Feral Theatre For the past two decades, UK-based Feral Theatre co-directors Emily Laurens, Rachel Porter and Persephone Pearl have been making work together that is resilient, flexible, emphasises accessibility and focuses on real life struggles. Their work is multidisciplinary, tends to include clown, dark clown, and improvisation, is often site specific and sometimes closer to performance/live art. It is visual and experimental, including puppets, objects, paper, cloth, shadows, projections, live music and lighting. They have a long track record of making performance and ritual based work that:
- Explores the role of ritual in the context of current ecological realities and links the creation of new rituals and stories with contemporary environmental action (often with a focus on holding space for grief, gratitude and a wide range of other ecological emotions)
- Proposes that experimental contemporary ritual has a role in counterbalancing and queering an individualistic and consumption-focused dominant culture
- Evolves, responds to and articulates emerging scientific knowledge and cultural shifts
- Reflects on the meanings of and possibilities for the sacred amid secular and scientific understandings of the Anthropocene.
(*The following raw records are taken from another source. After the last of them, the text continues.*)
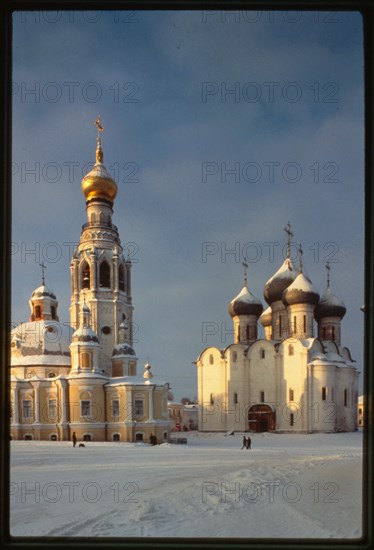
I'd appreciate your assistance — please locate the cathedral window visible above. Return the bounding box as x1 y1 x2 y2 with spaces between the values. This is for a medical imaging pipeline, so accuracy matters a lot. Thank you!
99 260 110 288
81 401 91 417
118 264 125 290
22 399 32 420
135 399 144 416
112 399 119 417
82 262 90 289
48 399 58 422
82 352 91 369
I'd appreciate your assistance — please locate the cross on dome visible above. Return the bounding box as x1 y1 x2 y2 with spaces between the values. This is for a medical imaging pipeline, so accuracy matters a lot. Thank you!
39 262 47 285
284 222 293 259
325 260 331 287
242 260 248 286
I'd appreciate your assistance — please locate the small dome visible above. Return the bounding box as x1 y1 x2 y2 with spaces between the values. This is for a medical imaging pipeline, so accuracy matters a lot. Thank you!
31 285 56 300
229 286 264 317
264 258 296 305
82 141 117 202
314 286 347 321
72 325 99 343
112 343 135 357
260 306 272 327
282 273 319 306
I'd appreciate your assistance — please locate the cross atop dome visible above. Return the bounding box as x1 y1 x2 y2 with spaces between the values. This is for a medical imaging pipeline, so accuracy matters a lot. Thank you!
39 262 47 285
284 222 293 259
299 243 304 273
325 260 331 287
93 115 104 163
242 260 248 286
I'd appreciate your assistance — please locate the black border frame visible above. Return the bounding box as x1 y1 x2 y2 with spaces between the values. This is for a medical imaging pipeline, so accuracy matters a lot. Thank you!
0 0 374 550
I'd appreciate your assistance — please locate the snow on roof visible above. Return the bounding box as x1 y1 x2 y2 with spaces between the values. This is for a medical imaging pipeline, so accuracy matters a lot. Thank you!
266 258 296 285
230 285 261 304
11 319 70 364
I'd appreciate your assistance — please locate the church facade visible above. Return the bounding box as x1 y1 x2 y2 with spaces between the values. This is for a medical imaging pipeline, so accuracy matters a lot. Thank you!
196 229 359 433
11 119 170 442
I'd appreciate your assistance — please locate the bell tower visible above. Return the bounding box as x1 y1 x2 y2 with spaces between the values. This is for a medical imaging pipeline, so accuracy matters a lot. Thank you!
70 116 133 376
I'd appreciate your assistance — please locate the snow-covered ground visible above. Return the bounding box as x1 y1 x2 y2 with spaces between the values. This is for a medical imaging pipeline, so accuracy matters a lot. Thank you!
11 432 362 538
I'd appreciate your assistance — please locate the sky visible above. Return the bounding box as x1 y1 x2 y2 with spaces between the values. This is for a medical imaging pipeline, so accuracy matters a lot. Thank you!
12 11 364 399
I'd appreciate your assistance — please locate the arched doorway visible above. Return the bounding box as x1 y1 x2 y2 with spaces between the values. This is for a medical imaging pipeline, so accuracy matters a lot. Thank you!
248 403 275 432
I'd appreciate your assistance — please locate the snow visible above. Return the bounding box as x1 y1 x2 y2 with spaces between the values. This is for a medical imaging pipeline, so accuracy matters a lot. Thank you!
266 258 296 286
286 273 318 294
11 431 362 539
230 286 261 304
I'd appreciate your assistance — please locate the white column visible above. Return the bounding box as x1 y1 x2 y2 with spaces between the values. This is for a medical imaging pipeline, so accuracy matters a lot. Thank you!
34 384 40 424
13 383 19 424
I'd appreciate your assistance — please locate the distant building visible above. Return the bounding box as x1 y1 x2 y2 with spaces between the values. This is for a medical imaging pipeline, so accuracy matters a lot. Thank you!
196 224 359 433
168 401 199 432
11 120 170 441
357 395 365 428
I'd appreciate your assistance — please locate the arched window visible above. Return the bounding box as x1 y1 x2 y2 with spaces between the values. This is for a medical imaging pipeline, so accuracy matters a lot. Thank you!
99 260 110 288
118 264 125 290
82 262 90 288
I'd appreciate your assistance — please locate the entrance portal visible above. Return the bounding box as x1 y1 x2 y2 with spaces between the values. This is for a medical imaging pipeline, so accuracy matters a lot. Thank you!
248 403 275 432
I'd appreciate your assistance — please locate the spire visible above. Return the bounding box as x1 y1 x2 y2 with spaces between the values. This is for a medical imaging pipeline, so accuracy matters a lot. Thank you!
242 260 248 286
39 262 47 286
299 243 303 273
93 115 104 164
325 260 331 288
284 222 293 259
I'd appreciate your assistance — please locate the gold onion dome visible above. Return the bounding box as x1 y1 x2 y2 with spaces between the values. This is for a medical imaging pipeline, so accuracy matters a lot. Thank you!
82 117 117 202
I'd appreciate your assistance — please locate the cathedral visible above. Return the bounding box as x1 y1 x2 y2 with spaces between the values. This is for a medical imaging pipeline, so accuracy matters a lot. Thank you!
196 224 359 433
11 117 170 442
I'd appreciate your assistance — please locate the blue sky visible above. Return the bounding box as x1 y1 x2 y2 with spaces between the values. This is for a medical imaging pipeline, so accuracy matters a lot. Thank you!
12 11 364 398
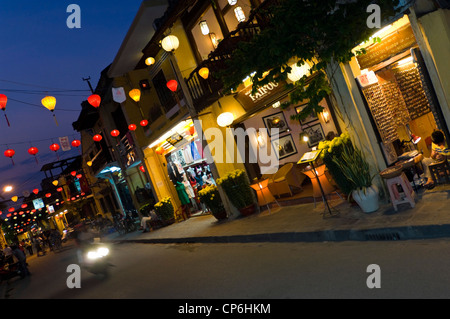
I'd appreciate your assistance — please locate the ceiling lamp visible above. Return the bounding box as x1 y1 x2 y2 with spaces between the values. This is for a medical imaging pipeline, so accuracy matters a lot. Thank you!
161 34 180 52
92 134 103 142
0 94 10 126
145 57 155 65
198 20 209 35
41 96 58 125
217 112 234 127
4 149 16 165
198 67 209 80
128 89 141 102
167 80 178 92
88 94 102 108
288 62 310 82
234 7 245 23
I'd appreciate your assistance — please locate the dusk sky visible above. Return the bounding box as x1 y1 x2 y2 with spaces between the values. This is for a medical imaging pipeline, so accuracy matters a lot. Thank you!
0 0 142 199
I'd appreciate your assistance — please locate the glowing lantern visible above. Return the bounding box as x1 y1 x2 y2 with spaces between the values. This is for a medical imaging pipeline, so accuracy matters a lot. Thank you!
128 89 141 102
167 80 178 92
4 149 16 165
88 94 102 108
28 146 39 164
161 35 180 52
145 57 155 65
92 134 103 142
111 130 120 137
0 94 10 126
71 140 81 147
198 68 209 80
217 112 234 127
41 96 58 125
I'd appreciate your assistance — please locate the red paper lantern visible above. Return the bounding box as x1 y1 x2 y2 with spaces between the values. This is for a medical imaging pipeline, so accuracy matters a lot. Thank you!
0 94 10 126
28 146 39 156
92 134 103 142
50 143 59 152
88 94 102 108
111 130 120 137
4 149 16 165
167 80 178 92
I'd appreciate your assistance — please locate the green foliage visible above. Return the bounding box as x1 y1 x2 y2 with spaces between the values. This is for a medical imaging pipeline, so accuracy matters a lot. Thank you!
217 169 255 209
219 0 399 119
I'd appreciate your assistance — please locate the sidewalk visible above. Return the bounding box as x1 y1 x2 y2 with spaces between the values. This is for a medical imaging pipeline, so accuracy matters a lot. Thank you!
104 185 450 243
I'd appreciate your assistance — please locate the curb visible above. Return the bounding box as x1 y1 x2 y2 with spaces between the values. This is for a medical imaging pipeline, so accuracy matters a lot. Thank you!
111 225 450 244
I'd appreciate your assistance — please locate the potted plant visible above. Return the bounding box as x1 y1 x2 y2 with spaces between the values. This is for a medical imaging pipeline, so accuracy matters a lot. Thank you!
217 169 256 216
333 139 379 213
154 197 175 224
198 185 228 220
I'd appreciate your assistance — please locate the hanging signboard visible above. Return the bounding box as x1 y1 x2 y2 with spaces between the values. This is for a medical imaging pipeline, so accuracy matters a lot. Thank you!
356 25 416 70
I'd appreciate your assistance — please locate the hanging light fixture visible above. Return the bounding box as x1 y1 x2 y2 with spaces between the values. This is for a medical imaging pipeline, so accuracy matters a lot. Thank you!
128 89 141 102
287 62 310 82
161 34 180 52
41 96 58 125
0 94 11 126
167 80 178 92
145 57 155 65
88 94 102 108
217 112 234 127
234 7 245 23
4 149 16 165
198 20 209 35
198 67 209 80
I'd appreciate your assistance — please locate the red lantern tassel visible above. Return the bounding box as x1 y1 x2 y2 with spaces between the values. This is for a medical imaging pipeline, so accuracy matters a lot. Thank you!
5 113 11 126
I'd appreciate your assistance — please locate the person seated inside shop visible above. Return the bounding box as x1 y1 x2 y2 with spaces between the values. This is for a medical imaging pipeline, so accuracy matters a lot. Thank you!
422 131 450 188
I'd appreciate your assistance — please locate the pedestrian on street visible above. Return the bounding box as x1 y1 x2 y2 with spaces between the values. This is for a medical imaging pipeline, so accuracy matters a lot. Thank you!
12 244 30 278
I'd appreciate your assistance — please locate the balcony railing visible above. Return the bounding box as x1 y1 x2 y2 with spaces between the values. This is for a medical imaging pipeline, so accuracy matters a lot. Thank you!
186 0 280 112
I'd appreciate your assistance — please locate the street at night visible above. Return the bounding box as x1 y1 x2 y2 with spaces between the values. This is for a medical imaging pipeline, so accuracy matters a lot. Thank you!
0 0 450 306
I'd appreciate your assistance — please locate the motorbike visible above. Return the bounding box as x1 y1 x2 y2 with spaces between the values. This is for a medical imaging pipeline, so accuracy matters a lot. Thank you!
81 239 112 277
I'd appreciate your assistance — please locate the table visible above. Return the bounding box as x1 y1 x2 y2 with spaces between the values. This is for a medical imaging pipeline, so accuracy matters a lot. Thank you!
297 150 339 218
250 178 280 213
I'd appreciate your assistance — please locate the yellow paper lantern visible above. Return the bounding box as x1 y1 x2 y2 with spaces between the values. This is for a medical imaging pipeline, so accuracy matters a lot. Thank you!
128 89 141 102
198 68 209 80
41 96 56 112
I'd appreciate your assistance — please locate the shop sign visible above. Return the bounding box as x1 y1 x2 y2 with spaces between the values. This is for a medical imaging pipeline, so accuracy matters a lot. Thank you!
235 82 285 111
356 25 416 69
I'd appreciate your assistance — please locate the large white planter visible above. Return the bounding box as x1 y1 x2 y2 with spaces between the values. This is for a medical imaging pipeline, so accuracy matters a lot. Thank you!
352 185 380 213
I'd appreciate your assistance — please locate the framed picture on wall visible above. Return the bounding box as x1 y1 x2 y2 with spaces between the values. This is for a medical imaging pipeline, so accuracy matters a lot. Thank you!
303 123 325 148
271 134 297 160
263 112 289 136
295 104 319 125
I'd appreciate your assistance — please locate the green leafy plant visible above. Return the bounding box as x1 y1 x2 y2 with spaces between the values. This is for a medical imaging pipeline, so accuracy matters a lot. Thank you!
155 197 174 220
217 169 255 209
198 185 225 215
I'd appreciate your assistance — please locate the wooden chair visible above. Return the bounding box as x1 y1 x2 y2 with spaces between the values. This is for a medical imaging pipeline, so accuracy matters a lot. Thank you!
428 159 450 185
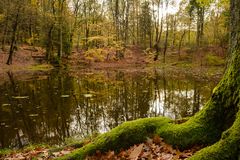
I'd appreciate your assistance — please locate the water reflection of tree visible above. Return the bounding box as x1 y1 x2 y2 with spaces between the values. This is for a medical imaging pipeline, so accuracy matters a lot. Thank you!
0 71 217 148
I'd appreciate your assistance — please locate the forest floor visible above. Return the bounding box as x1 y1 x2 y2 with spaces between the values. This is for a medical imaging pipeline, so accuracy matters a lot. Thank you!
0 45 225 78
0 46 225 160
0 136 203 160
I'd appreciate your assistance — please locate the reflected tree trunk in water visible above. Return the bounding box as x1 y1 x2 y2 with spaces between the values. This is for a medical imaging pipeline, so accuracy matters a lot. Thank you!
192 82 200 115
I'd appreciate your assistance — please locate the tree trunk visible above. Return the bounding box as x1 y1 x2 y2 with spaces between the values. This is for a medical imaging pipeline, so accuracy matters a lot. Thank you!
178 30 186 60
61 0 240 160
6 6 20 65
163 18 169 63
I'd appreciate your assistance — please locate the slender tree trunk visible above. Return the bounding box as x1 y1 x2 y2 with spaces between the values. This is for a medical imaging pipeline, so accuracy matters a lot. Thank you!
6 5 20 65
178 30 186 60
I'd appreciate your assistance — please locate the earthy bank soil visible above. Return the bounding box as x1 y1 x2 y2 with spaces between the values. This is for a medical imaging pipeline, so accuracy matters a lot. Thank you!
0 46 224 160
0 136 202 160
0 45 224 82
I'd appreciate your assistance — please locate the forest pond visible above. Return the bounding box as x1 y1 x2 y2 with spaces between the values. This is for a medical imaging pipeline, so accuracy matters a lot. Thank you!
0 70 217 148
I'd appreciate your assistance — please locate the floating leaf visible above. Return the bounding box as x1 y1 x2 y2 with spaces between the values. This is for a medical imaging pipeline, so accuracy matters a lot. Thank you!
83 94 93 98
61 95 70 98
12 96 29 99
28 114 38 117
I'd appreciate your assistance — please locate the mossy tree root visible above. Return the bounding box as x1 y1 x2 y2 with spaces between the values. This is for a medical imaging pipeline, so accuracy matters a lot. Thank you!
60 117 172 160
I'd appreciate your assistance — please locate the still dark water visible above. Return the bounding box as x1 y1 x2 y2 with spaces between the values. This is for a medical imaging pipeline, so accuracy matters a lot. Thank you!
0 71 216 148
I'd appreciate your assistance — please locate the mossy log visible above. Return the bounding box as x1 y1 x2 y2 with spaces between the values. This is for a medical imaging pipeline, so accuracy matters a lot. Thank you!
58 0 240 160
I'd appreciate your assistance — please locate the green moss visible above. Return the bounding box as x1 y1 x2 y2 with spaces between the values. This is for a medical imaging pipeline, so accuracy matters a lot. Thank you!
0 149 13 157
57 117 171 159
204 53 225 66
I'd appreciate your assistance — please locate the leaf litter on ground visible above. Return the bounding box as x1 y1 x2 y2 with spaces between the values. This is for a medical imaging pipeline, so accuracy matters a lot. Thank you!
0 136 202 160
86 136 202 160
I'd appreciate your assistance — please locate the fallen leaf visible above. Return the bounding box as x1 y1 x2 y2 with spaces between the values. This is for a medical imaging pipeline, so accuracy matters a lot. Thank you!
129 144 143 160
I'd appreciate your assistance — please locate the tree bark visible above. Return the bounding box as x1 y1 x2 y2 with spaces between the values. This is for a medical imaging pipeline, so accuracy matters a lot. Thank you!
6 5 20 65
61 0 240 160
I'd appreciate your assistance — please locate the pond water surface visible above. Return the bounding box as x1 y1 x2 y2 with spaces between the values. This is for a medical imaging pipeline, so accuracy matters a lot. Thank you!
0 70 216 148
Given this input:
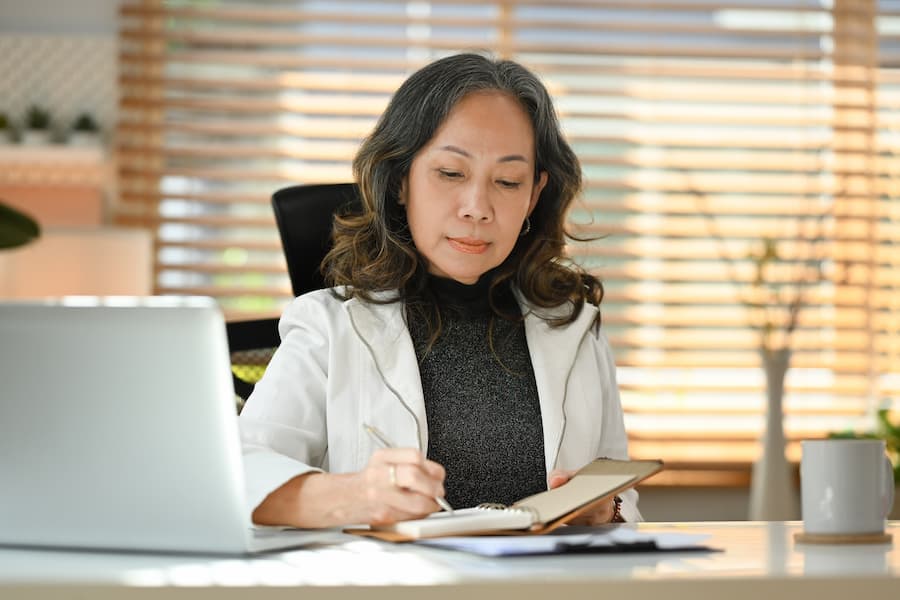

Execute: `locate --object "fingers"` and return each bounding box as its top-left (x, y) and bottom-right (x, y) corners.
top-left (362, 448), bottom-right (445, 523)
top-left (547, 469), bottom-right (575, 490)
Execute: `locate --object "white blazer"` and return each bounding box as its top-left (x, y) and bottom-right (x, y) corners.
top-left (240, 290), bottom-right (641, 521)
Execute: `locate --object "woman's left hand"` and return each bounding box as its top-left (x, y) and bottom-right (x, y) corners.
top-left (547, 469), bottom-right (616, 525)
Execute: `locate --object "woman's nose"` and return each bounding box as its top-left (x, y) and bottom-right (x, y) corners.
top-left (459, 184), bottom-right (493, 222)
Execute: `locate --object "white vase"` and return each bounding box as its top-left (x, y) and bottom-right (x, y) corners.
top-left (750, 348), bottom-right (800, 521)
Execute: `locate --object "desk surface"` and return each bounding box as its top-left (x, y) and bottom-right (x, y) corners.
top-left (0, 521), bottom-right (900, 600)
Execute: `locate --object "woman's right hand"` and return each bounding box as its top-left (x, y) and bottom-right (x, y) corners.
top-left (253, 448), bottom-right (445, 528)
top-left (344, 448), bottom-right (445, 524)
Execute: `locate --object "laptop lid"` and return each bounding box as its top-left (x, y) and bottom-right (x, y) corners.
top-left (0, 298), bottom-right (322, 553)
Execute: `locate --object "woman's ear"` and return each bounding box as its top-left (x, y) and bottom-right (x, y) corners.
top-left (528, 171), bottom-right (547, 216)
top-left (397, 175), bottom-right (409, 206)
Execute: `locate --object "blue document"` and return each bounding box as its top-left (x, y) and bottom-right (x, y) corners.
top-left (415, 526), bottom-right (712, 556)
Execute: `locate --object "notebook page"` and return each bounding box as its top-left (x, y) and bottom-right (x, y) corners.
top-left (372, 508), bottom-right (532, 538)
top-left (515, 474), bottom-right (634, 523)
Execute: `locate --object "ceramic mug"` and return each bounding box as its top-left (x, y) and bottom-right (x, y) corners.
top-left (800, 439), bottom-right (894, 535)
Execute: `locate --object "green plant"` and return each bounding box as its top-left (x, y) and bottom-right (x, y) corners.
top-left (72, 113), bottom-right (100, 133)
top-left (828, 408), bottom-right (900, 485)
top-left (0, 202), bottom-right (41, 249)
top-left (25, 104), bottom-right (50, 129)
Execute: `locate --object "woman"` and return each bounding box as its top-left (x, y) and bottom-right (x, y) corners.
top-left (241, 54), bottom-right (640, 527)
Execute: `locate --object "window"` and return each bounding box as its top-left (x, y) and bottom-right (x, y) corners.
top-left (118, 0), bottom-right (900, 464)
Feral Theatre’s performance work explores themes around biodiversity change and eco-emotions. They made the immersive Funeral for Lost Species in 2011 and founded Lost Species Day, a voluntary initiative that invites participants to host or attend memorials and events for extinct and critically endangered species, communities and places. Over the past decade, Feral Theatre has moved into a curatorial and facilitative role with Lost Species Day, steering the project away from its initial focus on endling stories towards a more intersectional, anti-racist and anti-colonial framing, amplifying diverse voices through its platforms. Lost Species Day has touched many thousands of people and influenced academics, institutions and social movements.
Following on from A Funeral For Lost Species, their play Triptych won Best New Play at Brighton Fringe 2012. They explored ambivalence and complexity using clown and physical humour in productions including Freaks of Nature and the Thylacine Tribute Cabaret, and used puppetry and video to animate and explore text by feminist historian of technoscience Michelle Murphy in Alterlife. As well as co-directing Feral Theatre, Rachel, Persephone and Emily all work separately, often with some level of collaboration and communication in their individual projects.